Das lombardische Gesundheitssystem gerät wegen der stetig steigenden Zahl von Coronavirus-Infektionsfällen unter Druck. „Wir sind mit einer zunehmenden Welle von Patienten in ernst zu nehmendem Zustand konfrontiert“, sagte Massimo Galli, Leiter der auf Infektionskrankheiten spezialisierten Abteilung des Mailänder Krankenhauses „Sacco“. Die Situation belaste das lombardische Gesundheitssystem schwer.

Um einige besonders belastete Spitäler nahe den Gemeinden, in denen der Infektionsherd gemeldet wurde, zu unterstützen, sollen Ärzte und Krankenpfleger aus dem privaten Gesundheitssystem, sowie pensionierte Mediziner eingesetzt werden, berichtete Giulio Gallera, Gesundheitsbeauftragter der Region Lombardei. Besonders gefragt seien Pneumologen sowie Krankenpfleger für die Intensivstationen. Viele Ärzte seien inzwischen angesteckt worden und müssten in Quarantäne gehen.

In Kroatien gibt es mittlerweile sieben bestätigte Fälle, davon vier in Zagreb und drei in Rijeka. Die griechischen Gesundheitsbehörden bestätigte am Sonntag drei weitere Infektionen. Damit hält man in Griechenland aktuell bei sieben Erkrankten. Keiner der Betroffenen sei in Lebensgefahr, berichtete der Staatsrundfunk unter Berufung auf das Gesundheitsministerium in Athen. Einen ersten Fall gibt es auch im Großherzogtum Luxemburg.

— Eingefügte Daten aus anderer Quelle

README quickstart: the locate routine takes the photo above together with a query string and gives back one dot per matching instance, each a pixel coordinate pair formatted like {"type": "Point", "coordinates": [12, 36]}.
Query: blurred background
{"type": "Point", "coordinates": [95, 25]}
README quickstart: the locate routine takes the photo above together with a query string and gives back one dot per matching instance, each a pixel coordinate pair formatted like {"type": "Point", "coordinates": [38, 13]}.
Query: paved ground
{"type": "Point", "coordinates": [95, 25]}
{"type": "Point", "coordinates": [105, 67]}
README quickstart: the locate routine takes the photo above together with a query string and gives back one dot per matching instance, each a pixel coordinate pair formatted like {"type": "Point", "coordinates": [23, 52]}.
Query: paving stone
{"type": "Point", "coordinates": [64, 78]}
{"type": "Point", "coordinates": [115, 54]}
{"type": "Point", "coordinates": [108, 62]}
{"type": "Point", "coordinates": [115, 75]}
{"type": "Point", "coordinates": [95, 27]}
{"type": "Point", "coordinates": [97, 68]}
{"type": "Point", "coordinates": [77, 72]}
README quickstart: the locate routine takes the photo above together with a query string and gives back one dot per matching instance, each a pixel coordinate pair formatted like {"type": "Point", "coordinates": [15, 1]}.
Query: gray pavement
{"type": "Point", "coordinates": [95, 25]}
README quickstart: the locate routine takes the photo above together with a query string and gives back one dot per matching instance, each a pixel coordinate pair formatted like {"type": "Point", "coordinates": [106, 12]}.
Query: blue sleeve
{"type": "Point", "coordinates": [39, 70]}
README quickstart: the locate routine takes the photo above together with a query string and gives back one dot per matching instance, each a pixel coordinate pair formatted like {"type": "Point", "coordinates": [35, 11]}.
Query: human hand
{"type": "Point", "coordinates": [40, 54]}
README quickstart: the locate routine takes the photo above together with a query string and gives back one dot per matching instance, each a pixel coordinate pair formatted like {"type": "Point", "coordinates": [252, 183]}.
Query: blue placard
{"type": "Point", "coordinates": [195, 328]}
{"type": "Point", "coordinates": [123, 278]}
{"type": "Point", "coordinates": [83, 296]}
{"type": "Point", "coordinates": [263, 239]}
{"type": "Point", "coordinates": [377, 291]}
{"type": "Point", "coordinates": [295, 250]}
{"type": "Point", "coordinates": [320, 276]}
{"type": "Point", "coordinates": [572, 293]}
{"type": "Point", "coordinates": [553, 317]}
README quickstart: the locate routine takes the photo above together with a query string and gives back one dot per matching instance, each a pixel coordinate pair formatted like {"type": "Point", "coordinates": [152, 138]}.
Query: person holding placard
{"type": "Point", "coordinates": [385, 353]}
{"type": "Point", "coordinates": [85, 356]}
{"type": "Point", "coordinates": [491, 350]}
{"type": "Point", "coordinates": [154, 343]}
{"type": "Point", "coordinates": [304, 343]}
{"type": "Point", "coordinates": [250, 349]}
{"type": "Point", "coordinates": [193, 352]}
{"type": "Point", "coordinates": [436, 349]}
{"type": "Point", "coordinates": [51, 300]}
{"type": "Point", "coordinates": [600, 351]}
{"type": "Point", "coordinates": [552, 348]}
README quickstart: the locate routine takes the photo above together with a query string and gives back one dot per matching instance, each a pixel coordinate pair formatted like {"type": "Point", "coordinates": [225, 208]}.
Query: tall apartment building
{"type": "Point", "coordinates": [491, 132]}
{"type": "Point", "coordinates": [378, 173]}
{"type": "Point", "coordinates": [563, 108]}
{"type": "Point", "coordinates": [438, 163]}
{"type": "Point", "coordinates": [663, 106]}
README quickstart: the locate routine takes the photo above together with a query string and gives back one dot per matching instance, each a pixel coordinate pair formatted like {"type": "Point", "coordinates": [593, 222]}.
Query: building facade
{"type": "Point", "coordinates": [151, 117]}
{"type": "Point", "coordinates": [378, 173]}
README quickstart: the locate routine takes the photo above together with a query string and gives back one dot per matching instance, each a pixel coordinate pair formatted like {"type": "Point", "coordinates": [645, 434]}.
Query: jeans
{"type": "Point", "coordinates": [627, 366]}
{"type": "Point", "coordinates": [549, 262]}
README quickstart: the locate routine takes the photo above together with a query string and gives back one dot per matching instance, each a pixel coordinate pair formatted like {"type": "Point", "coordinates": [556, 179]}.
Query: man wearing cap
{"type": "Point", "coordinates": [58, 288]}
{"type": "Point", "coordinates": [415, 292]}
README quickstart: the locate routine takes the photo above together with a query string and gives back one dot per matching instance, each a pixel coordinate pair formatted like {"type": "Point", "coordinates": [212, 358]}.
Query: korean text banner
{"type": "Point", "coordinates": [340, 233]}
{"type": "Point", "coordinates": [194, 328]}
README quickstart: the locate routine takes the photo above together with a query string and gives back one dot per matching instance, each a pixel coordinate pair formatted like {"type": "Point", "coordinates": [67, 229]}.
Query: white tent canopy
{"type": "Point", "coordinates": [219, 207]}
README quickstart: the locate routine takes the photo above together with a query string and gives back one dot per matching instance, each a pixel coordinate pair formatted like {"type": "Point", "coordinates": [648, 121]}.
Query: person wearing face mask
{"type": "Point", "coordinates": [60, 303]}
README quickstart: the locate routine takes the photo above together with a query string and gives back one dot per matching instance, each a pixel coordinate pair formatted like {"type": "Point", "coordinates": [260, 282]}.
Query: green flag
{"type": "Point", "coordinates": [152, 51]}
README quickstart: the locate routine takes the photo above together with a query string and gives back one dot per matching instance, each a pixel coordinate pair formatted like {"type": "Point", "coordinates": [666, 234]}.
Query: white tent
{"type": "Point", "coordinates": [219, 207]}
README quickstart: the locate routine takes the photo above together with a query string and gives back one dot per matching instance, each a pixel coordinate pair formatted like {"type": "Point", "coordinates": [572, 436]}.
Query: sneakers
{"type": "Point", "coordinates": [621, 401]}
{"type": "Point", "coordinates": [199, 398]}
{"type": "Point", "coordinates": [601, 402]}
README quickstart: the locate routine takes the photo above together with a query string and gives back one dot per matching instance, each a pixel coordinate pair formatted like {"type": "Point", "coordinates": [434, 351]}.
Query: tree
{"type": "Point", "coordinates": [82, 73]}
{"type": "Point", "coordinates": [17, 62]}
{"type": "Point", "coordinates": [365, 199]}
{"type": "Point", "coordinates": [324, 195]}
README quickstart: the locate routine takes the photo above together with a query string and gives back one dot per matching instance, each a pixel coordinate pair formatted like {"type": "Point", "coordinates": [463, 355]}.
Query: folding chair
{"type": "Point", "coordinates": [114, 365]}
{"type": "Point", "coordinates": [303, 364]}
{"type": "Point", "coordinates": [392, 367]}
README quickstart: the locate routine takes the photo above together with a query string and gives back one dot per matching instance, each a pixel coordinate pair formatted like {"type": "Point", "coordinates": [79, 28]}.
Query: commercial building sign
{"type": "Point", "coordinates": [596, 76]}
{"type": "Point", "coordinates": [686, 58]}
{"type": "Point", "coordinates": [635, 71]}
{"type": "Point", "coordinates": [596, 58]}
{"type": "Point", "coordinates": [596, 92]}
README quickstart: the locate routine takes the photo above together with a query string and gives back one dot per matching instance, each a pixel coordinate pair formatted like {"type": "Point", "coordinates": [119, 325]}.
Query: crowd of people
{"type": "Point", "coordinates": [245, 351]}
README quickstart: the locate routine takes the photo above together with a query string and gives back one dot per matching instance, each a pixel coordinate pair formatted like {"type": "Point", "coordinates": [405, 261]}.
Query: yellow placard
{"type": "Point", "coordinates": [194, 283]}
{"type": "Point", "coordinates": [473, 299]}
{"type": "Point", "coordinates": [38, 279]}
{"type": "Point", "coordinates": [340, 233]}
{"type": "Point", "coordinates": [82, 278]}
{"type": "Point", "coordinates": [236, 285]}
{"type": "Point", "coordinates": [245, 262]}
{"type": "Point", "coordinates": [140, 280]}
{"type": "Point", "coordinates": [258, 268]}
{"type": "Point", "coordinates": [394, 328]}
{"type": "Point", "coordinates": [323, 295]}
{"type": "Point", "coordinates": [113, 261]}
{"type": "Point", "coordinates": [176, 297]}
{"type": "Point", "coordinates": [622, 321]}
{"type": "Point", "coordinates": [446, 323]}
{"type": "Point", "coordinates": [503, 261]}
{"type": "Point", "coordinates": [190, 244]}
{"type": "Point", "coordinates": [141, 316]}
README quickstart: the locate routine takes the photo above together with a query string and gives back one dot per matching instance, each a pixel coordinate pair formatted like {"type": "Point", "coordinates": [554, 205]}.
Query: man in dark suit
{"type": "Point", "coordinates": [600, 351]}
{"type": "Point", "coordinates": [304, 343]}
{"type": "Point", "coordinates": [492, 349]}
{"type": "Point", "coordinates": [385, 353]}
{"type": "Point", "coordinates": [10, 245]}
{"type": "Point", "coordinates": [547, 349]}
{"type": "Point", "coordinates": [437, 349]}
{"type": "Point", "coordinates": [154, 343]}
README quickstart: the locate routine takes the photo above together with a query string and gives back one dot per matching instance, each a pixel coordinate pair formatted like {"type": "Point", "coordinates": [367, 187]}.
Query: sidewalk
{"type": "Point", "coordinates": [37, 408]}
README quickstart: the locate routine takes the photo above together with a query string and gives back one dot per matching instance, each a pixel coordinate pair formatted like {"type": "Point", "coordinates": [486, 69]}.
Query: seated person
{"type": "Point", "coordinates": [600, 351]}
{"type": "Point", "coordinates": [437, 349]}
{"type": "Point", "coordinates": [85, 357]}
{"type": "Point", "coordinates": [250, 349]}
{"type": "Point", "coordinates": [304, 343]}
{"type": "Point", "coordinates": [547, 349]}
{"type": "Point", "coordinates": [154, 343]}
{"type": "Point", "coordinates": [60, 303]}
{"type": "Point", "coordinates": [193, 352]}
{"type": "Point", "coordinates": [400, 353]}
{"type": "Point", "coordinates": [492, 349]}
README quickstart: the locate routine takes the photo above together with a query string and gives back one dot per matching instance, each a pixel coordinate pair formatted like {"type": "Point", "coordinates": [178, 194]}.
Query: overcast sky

Bis Sonntagvormittag sind in Deutschland nach Angaben des Robert Koch-Instituts (RKI) 117 Coronavirus-Infektionen nachgewiesen worden. Noch am Freitag waren es erst 53 Infizierte. Allein in Nordrhein-Westfalen sind mittlerweile 66 Fälle bestätigt, in Bayern 19 und in Baden-Württemberg 15. Die tatsächliche Zahl der Fälle dürfte etwas darüber liegen, weil neue Nachweise hinzukommen.

Weltweit gibt es laut RKI aktuell 85.207 Fälle, der Großteil davon in China. In der EU, dem EWR, dem Vereinigten Königreich, Monaco, San Marino und der Schweiz wurden bisher 1.398 bestätigte Fälle gemeldet. Italien liegt weltweit mit derzeit 1.128 Erkrankten an dritter Stelle.